Ludmila even offered a night sightseeing flight over the city that evening but we already had dinner plans with our friend Elena who happened to be on vacation in the town nearby where she was originally from.
Elena took us to the Puppenhaus restaurant, where all dining rooms have dollhouse decorations. It was a very mild evening so we went all the way up to the picturesque terrace on the roof where we ordered smoked Siberian fish – after all we were now officially in Siberia.

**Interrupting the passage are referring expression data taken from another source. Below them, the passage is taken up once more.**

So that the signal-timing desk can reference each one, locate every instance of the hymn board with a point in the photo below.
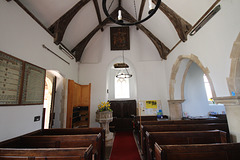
(21, 83)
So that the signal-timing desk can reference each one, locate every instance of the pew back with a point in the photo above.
(223, 151)
(182, 137)
(81, 153)
(175, 122)
(181, 127)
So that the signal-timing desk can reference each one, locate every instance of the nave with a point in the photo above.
(164, 139)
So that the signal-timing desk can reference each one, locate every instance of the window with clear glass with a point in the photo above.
(207, 88)
(122, 88)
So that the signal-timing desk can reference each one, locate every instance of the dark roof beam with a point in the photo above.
(162, 49)
(181, 26)
(98, 12)
(59, 27)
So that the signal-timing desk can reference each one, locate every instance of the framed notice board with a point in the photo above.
(11, 70)
(20, 82)
(120, 38)
(33, 84)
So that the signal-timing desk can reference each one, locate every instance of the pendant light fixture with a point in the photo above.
(152, 10)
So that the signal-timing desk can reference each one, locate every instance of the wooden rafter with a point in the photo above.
(98, 12)
(141, 9)
(181, 26)
(59, 27)
(79, 48)
(82, 45)
(162, 49)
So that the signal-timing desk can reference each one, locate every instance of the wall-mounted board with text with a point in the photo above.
(20, 82)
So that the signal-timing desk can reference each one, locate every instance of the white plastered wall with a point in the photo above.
(22, 37)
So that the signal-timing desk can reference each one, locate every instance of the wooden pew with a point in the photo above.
(75, 131)
(168, 122)
(82, 153)
(182, 137)
(221, 151)
(62, 141)
(181, 127)
(136, 121)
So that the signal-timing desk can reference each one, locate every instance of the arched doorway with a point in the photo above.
(186, 91)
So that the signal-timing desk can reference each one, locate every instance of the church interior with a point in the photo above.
(117, 79)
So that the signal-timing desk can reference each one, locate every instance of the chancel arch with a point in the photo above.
(111, 74)
(177, 83)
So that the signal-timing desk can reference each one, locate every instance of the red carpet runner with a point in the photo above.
(124, 147)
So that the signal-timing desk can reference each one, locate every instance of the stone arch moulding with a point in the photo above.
(175, 68)
(233, 80)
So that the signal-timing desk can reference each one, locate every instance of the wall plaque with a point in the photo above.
(119, 38)
(33, 84)
(11, 70)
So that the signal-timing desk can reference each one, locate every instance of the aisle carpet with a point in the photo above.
(124, 147)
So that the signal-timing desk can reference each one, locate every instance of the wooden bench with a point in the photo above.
(98, 140)
(181, 127)
(61, 141)
(136, 121)
(222, 151)
(182, 137)
(168, 122)
(76, 131)
(82, 153)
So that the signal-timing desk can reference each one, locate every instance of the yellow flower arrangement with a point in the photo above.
(104, 106)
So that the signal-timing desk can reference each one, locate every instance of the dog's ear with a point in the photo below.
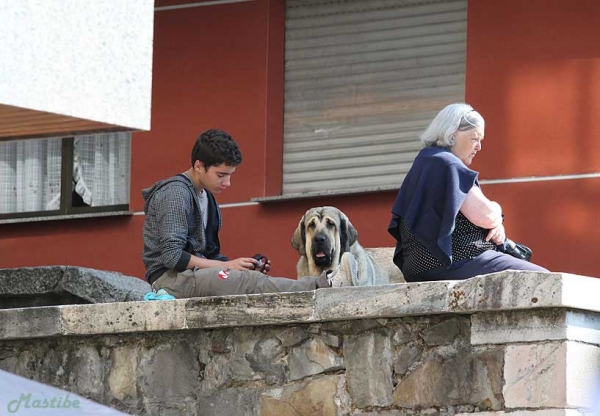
(299, 238)
(348, 234)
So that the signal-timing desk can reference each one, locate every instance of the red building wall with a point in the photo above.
(533, 71)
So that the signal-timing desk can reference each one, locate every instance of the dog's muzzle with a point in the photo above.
(322, 252)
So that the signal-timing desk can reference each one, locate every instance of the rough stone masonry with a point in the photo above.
(511, 342)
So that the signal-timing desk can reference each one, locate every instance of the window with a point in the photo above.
(92, 170)
(362, 81)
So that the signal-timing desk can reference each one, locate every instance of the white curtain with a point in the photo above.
(30, 172)
(101, 168)
(30, 175)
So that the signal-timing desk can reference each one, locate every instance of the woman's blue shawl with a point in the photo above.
(429, 200)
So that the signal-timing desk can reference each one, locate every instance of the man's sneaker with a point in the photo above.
(344, 274)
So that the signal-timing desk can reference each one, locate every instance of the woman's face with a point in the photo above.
(467, 143)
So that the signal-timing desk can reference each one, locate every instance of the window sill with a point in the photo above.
(323, 194)
(66, 217)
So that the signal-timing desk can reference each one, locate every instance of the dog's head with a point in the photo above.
(323, 235)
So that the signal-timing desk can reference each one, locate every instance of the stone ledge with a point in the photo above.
(505, 291)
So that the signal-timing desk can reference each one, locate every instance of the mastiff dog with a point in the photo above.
(327, 240)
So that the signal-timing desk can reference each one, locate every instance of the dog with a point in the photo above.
(325, 239)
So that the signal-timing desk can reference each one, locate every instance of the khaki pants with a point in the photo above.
(220, 282)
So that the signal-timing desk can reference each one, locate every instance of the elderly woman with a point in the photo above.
(445, 227)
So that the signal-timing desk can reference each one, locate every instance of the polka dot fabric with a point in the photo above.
(468, 241)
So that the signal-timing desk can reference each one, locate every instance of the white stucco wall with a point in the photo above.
(89, 59)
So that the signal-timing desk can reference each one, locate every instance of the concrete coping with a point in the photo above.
(503, 291)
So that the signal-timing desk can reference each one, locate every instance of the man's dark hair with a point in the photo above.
(214, 147)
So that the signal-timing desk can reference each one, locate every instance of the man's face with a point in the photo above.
(216, 178)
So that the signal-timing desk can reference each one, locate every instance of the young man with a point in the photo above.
(182, 253)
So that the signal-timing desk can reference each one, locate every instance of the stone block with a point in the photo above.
(393, 300)
(445, 332)
(122, 379)
(318, 397)
(232, 401)
(169, 371)
(99, 286)
(553, 374)
(241, 310)
(30, 323)
(542, 412)
(81, 284)
(292, 336)
(30, 280)
(86, 372)
(369, 364)
(123, 317)
(312, 357)
(535, 325)
(454, 378)
(505, 291)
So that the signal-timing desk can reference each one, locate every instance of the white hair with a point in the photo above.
(454, 117)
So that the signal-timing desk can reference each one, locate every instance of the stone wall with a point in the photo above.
(512, 342)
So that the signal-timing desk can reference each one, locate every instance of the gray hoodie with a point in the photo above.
(173, 227)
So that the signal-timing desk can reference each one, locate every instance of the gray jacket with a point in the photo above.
(173, 227)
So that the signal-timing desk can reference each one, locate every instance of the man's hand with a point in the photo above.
(246, 263)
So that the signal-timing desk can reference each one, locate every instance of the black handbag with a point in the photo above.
(518, 250)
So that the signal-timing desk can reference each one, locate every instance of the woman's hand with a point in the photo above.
(496, 235)
(481, 211)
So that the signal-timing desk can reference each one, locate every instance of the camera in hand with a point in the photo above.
(262, 262)
(518, 250)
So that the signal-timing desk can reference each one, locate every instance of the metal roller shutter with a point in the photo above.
(363, 78)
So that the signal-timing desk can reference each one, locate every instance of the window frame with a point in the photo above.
(66, 208)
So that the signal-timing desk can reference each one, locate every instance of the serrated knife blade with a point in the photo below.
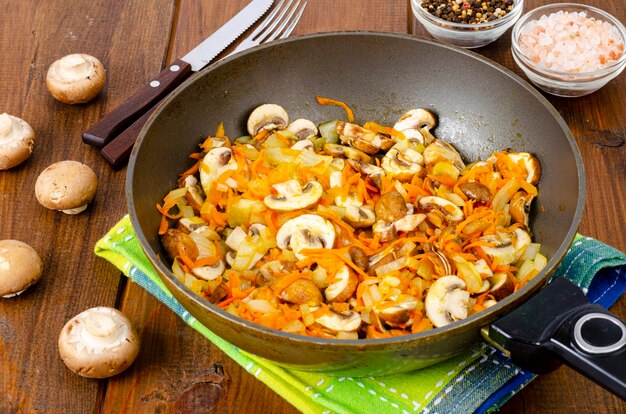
(210, 47)
(146, 98)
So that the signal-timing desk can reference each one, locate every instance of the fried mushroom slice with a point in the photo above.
(303, 129)
(363, 139)
(291, 196)
(308, 231)
(269, 117)
(447, 301)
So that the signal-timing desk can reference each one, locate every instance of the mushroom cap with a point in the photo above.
(17, 140)
(20, 267)
(66, 185)
(75, 78)
(98, 343)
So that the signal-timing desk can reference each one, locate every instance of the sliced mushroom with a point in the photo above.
(75, 78)
(302, 291)
(291, 196)
(351, 153)
(409, 222)
(507, 247)
(501, 286)
(397, 313)
(194, 195)
(269, 117)
(390, 207)
(447, 301)
(308, 231)
(304, 145)
(216, 162)
(98, 343)
(363, 139)
(385, 231)
(174, 238)
(360, 216)
(210, 272)
(441, 151)
(20, 267)
(303, 128)
(402, 161)
(348, 321)
(450, 211)
(415, 124)
(17, 140)
(475, 191)
(530, 162)
(342, 289)
(67, 186)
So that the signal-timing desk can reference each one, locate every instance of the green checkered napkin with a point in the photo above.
(479, 380)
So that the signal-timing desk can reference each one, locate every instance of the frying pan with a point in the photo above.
(481, 108)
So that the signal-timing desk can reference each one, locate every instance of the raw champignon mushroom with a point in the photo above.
(267, 116)
(447, 301)
(75, 78)
(17, 140)
(20, 267)
(67, 186)
(98, 343)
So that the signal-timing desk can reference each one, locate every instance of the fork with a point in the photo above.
(268, 30)
(277, 25)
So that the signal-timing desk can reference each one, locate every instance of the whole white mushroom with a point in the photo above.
(17, 140)
(98, 343)
(67, 186)
(75, 78)
(20, 267)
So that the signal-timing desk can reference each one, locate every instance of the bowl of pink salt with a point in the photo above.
(569, 49)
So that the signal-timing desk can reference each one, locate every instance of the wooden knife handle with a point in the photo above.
(118, 119)
(117, 152)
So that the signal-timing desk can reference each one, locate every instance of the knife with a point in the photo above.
(143, 100)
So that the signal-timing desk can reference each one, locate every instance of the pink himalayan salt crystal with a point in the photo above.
(571, 42)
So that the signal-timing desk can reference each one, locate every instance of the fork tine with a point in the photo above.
(293, 23)
(268, 31)
(286, 21)
(267, 20)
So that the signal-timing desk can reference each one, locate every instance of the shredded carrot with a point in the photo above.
(333, 102)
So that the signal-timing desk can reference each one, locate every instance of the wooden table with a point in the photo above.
(135, 39)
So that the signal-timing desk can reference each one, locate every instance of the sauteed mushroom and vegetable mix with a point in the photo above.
(350, 231)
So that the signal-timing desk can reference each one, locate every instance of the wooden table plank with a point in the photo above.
(32, 35)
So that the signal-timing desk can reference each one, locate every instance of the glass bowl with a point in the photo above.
(467, 35)
(562, 83)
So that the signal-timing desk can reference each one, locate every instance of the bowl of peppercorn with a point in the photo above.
(467, 23)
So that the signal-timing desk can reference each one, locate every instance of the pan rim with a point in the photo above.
(487, 315)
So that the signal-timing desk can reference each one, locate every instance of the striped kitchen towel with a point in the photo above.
(480, 380)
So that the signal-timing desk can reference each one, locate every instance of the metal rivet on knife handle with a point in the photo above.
(117, 120)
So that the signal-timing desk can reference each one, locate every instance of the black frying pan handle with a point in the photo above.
(558, 324)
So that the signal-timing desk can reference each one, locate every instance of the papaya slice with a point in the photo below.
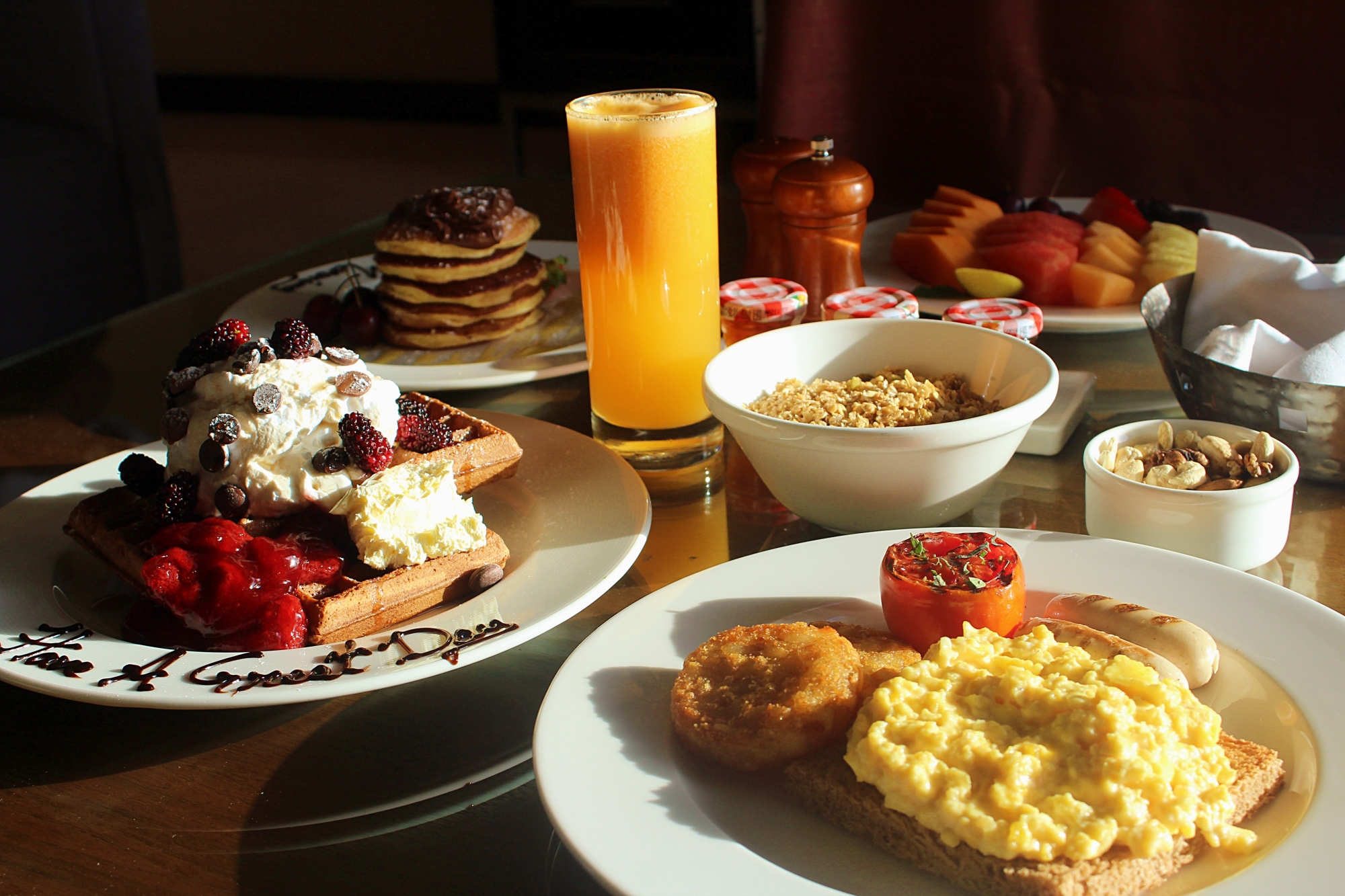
(989, 209)
(934, 259)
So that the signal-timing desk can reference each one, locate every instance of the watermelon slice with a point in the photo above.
(1036, 222)
(1043, 270)
(1048, 239)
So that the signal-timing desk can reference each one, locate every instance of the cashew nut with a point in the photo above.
(1218, 450)
(1186, 475)
(1108, 454)
(1130, 469)
(1187, 439)
(1262, 446)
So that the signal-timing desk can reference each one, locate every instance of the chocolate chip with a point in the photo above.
(174, 425)
(247, 362)
(213, 456)
(224, 430)
(486, 576)
(267, 399)
(354, 382)
(332, 459)
(232, 502)
(185, 380)
(344, 357)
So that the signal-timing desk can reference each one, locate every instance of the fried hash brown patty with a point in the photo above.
(762, 696)
(882, 654)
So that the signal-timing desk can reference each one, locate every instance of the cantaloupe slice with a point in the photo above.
(933, 259)
(1104, 256)
(1110, 232)
(989, 208)
(1098, 288)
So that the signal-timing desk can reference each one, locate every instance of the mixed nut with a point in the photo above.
(1188, 460)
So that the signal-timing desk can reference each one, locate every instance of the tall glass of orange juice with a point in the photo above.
(648, 225)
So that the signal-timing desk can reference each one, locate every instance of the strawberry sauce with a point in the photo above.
(227, 589)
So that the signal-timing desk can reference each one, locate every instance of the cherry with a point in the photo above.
(361, 325)
(322, 314)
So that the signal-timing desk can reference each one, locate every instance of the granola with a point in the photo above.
(892, 397)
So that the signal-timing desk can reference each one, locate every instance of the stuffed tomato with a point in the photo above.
(935, 581)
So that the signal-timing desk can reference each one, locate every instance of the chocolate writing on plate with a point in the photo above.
(453, 645)
(44, 654)
(223, 680)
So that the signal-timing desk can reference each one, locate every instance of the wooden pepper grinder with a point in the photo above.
(755, 167)
(824, 204)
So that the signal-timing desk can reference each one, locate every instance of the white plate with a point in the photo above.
(879, 271)
(575, 518)
(552, 349)
(646, 818)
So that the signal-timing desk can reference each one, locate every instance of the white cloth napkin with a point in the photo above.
(1272, 313)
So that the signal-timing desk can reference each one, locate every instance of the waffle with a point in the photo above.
(115, 524)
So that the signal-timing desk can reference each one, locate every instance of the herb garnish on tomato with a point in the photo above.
(934, 581)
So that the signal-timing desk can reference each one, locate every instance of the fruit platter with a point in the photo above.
(1087, 261)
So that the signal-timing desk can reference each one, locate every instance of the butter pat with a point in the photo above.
(411, 513)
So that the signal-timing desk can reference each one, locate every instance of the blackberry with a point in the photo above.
(217, 343)
(142, 474)
(367, 446)
(423, 435)
(411, 407)
(177, 499)
(293, 339)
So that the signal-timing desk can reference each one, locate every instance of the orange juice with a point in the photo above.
(645, 210)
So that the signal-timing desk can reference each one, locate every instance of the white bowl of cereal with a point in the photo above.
(1187, 507)
(892, 462)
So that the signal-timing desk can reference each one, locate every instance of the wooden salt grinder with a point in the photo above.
(755, 167)
(824, 204)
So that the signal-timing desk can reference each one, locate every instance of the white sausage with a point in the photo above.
(1104, 646)
(1187, 645)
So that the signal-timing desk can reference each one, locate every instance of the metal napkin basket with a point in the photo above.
(1303, 415)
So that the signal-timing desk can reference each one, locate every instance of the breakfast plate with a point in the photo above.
(575, 517)
(645, 817)
(555, 348)
(879, 270)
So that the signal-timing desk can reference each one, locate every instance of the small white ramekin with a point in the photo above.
(1241, 528)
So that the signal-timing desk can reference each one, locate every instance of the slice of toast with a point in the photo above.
(489, 452)
(827, 786)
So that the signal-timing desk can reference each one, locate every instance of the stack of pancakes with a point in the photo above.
(455, 270)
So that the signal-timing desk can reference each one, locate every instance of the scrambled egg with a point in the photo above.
(411, 513)
(1032, 748)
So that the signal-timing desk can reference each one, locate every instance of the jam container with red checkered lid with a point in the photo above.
(871, 302)
(758, 304)
(1013, 317)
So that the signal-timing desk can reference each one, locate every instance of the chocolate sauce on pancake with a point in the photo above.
(527, 268)
(434, 261)
(469, 217)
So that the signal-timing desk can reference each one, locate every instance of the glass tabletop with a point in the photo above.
(392, 786)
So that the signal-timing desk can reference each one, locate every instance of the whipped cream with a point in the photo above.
(274, 458)
(411, 513)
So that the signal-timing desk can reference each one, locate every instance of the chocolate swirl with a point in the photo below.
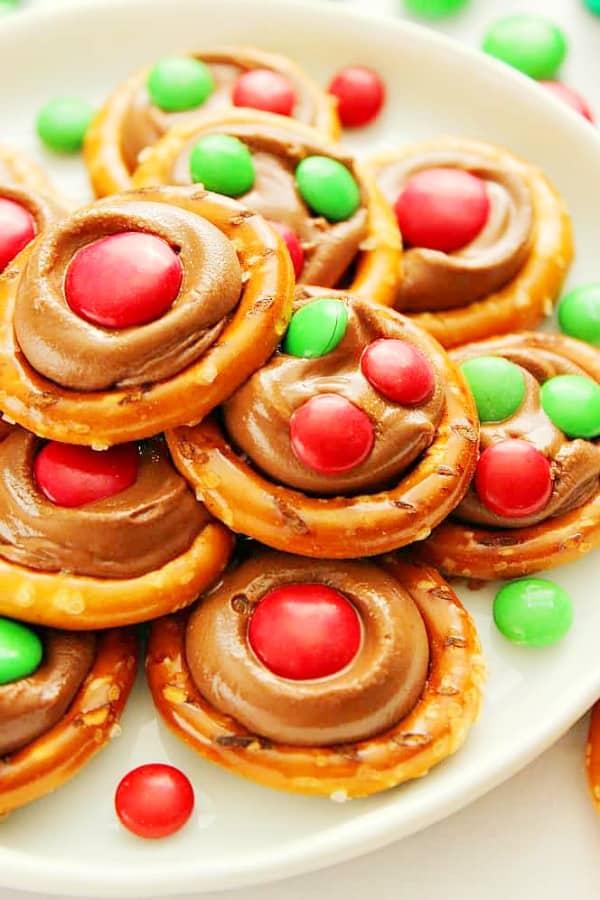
(377, 689)
(32, 706)
(81, 356)
(145, 123)
(329, 247)
(575, 464)
(433, 280)
(258, 415)
(133, 532)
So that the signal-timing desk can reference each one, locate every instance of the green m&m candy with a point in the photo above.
(222, 164)
(316, 329)
(533, 611)
(328, 187)
(178, 83)
(20, 651)
(529, 43)
(572, 403)
(579, 313)
(62, 123)
(497, 385)
(434, 9)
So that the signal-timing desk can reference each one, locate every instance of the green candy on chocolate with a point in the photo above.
(328, 187)
(529, 43)
(497, 385)
(533, 611)
(20, 651)
(316, 329)
(579, 313)
(572, 403)
(222, 164)
(179, 83)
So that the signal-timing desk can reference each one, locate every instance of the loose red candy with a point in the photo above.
(72, 476)
(304, 631)
(570, 97)
(398, 371)
(513, 479)
(123, 280)
(265, 89)
(360, 94)
(293, 244)
(442, 209)
(331, 435)
(17, 229)
(154, 800)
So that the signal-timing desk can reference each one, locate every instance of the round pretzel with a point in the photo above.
(529, 296)
(471, 551)
(89, 723)
(434, 729)
(103, 154)
(102, 418)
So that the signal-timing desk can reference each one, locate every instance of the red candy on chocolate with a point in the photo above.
(265, 89)
(293, 244)
(154, 800)
(442, 209)
(331, 435)
(303, 631)
(570, 97)
(17, 229)
(360, 94)
(398, 371)
(513, 479)
(123, 280)
(72, 476)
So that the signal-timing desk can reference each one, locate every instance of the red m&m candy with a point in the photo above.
(513, 479)
(290, 239)
(154, 800)
(360, 94)
(304, 631)
(72, 476)
(442, 209)
(265, 89)
(399, 371)
(123, 280)
(331, 435)
(17, 229)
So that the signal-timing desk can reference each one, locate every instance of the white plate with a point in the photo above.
(240, 833)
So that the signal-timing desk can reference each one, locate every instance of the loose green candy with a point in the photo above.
(327, 187)
(529, 43)
(497, 385)
(533, 611)
(434, 9)
(572, 402)
(178, 83)
(20, 651)
(579, 313)
(316, 329)
(62, 123)
(223, 164)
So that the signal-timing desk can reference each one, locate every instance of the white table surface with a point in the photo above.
(537, 835)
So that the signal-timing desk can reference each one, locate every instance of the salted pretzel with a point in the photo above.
(129, 121)
(493, 259)
(95, 539)
(359, 436)
(358, 245)
(139, 312)
(382, 686)
(53, 721)
(543, 508)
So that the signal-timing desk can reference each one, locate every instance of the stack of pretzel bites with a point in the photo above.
(265, 396)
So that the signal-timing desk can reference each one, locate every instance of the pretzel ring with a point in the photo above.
(109, 169)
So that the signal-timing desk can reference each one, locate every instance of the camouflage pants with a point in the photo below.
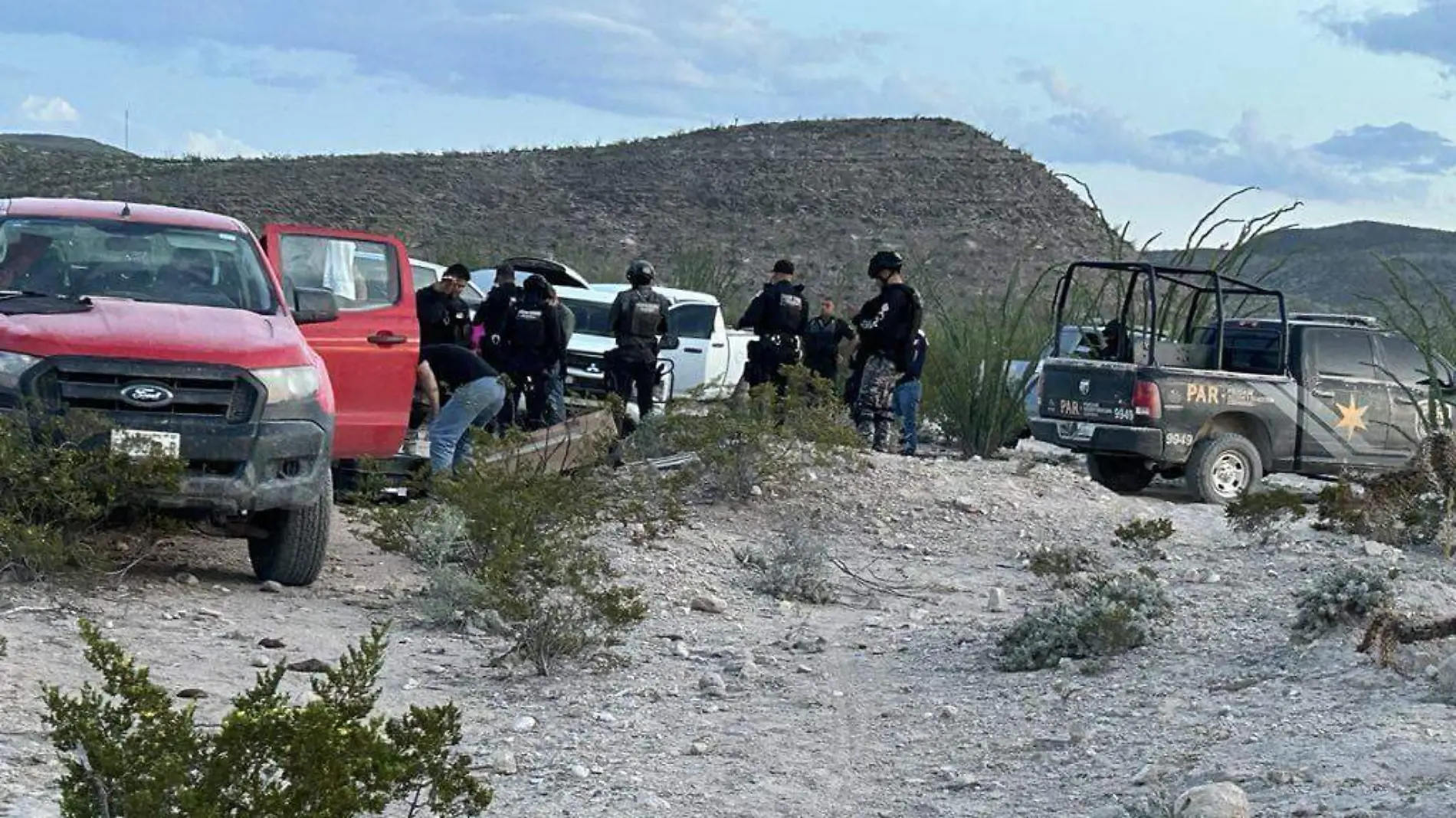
(874, 405)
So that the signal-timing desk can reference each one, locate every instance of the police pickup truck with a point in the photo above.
(1229, 402)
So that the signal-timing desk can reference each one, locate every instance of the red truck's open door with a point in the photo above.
(373, 347)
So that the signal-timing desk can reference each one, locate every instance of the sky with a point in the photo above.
(1161, 108)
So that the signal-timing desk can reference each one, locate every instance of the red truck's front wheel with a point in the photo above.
(296, 542)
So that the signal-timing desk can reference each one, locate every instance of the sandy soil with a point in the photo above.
(878, 705)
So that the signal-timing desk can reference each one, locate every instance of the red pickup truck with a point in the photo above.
(261, 365)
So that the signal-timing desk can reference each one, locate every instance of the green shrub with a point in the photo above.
(1062, 561)
(1108, 614)
(129, 753)
(507, 543)
(1145, 538)
(60, 482)
(969, 389)
(1264, 512)
(1346, 596)
(795, 568)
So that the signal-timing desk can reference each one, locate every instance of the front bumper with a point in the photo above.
(241, 454)
(1100, 438)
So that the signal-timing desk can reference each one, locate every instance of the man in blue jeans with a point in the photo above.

She gave us some background on Novosibirsk, a strange city that was created from scratch less than 100 years ago under the leadership of Stalin to protect Soviet Industry and scientists from the Germans by relocating them from European Russia. It was built “overnight” in a very uniform Soviet style -which is why it is sometimes called “concrete city” and became the largest industrial center in Siberia. There is a special “Academic City” nearby that houses the renowned University as well as many scientists and students.
Elena was a 21-year-old student when perestroika started. She told us about the changes she perceived -first the “diky” (wild) capitalism in the 90’s and now an increasing control over the economy- and about the difference between her upbringing and that of her 18-year-old daughter. Just like all the other children at that time, Elena’s education was completely structured: in first grade, she became a little octobrist, a few years later she was a pioneer and at 16 she joined the Komsomol. That was just the way things were, she had never questioned it at the time; today, her daughter can probably not even begin to imagine such a lack of choice. Or how her great grandparents who were shopkeepers, and therefore bourgeois, had hurriedly left their city life to disappear in the countryside where they lived in precarious conditions, which became worse when Elena’s grandfather was killed during the war. But I can’t imagine that either which is why it was so interesting to hear it from our Russian friend.
We spent the whole next morning visiting the city. Along with lots of housing, factories, academic and administrative buildings, the soviets also endowed Novosibirsk with Russia’s biggest Opera Theater, the longest avenue in the world -Red prospect- and a majestic green railway station for the Trans Siberian. All that along the River Ob.
Lenin and other symbols
Aviation anniversary in front of the opera
Trans-siberian train station
Walking to the river (Google maps guidance can be risky!)
Bridges on the Ob
Our next stop was Krasnoyarsk (UNKK), only 359 nautical miles (665km) away and in the same time zone! Because his airport was not easy to find by Yandex taxi drivers, our new friend Jan had kindly offered to pick us up at the hotel and drive us to our plane.
Entrance to our hotel (Ahotels on Sovetskaya), a boutique hotel (8 rooms) inside a Soviet style building
The weather forecast predicted lots of cumulus clouds again, so we were prepared to navigate around them, but there was also a new variable: we were to expect smoke at arrival from the Siberian taiga fires.